CARCContractual Obligation

CARC 9: The diagnosis is inconsistent with the procedure

The diagnosis code on the claim doesn't medically support the procedure that was billed.

What this means for your claim

Insurers use clinical edits to verify that the diagnosis justifies the treatment. A mismatch can cause the claim to be denied or reduced even if the service was genuinely medically necessary.

What to do next

  1. 1

    Ask your provider if the diagnosis code accurately reflects your clinical condition at the time of service.

  2. 2

    If the diagnosis was incomplete or coded at a lower specificity than appropriate, ask for an amended claim with a more specific ICD-10 code.

  3. 3

    If medical necessity was clear, file an appeal with clinical notes supporting the connection between diagnosis and procedure.

How to handle a contractual-obligation adjustment

Contractual Obligation (CO) codes describe the part of a claim that is governed by the contract between your insurer and the provider.

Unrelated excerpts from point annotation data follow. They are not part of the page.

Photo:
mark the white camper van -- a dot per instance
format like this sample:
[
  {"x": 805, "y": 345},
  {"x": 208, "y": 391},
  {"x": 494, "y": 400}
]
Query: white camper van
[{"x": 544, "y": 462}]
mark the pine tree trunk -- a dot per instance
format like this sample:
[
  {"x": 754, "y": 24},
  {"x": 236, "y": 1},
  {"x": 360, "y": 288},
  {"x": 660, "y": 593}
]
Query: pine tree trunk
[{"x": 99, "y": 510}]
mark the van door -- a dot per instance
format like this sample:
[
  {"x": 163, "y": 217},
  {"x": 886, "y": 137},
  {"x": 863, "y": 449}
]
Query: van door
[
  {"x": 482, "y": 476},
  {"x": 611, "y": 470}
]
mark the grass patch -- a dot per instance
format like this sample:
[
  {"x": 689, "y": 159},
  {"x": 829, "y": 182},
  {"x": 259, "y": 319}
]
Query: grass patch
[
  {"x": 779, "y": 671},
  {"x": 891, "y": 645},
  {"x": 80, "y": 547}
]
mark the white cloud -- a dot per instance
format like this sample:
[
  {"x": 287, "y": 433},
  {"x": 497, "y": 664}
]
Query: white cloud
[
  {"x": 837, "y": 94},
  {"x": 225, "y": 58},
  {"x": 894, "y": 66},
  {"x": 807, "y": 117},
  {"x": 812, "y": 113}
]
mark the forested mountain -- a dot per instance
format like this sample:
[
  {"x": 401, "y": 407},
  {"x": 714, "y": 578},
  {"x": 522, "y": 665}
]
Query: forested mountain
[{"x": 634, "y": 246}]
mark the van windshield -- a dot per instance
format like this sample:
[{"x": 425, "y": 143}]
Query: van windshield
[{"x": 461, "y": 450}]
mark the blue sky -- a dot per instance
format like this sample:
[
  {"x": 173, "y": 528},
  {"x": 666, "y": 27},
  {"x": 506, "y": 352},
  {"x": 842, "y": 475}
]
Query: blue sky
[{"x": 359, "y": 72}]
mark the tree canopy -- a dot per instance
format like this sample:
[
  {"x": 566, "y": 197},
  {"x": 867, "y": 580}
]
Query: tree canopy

In most cases the adjustment itself is legitimate — it reflects the agreed network discount, your deductible, your coinsurance, or your copay. The money you should focus on is the patient-responsibility line, because that is the amount you can actually verify, dispute, or have reprocessed.

Confirm the math against your plan documents

Pull your Summary of Benefits and Coverage and your member-portal accumulators. Check that the allowed amount matches the in-network contracted rate and that your deductible, coinsurance, or copay was applied at the correct stage. A surprising number of patient-responsibility errors come from accumulators that didn't update after a prior claim.

Check whether your out-of-pocket maximum was reached

Once you hit your annual out-of-pocket maximum, your coinsurance and copays for covered, in-network services should drop to $0. If an EOB still shows patient responsibility after you've met that limit, call member services and ask for the claim to be reprocessed against your accumulator.

Make sure the service was coded the way it actually happened

A visit coded as a higher-complexity level, or a preventive screening miscoded as a diagnostic (sick) visit, can shift cost onto you. Request an itemized bill, compare the CPT codes to what you actually received, and ask the provider's billing office to correct and rebill any mismatch before you pay.

Your appeal rights for CARC 9

If you believe a contractual adjustment was applied incorrectly — wrong network status, wrong accumulator, or a coding error — start with the provider's billing office for coding issues and your insurer's member services for benefit-application issues. If they disagree, you have the right under the Affordable Care Act to a formal internal appeal, and if that's denied, an independent external review.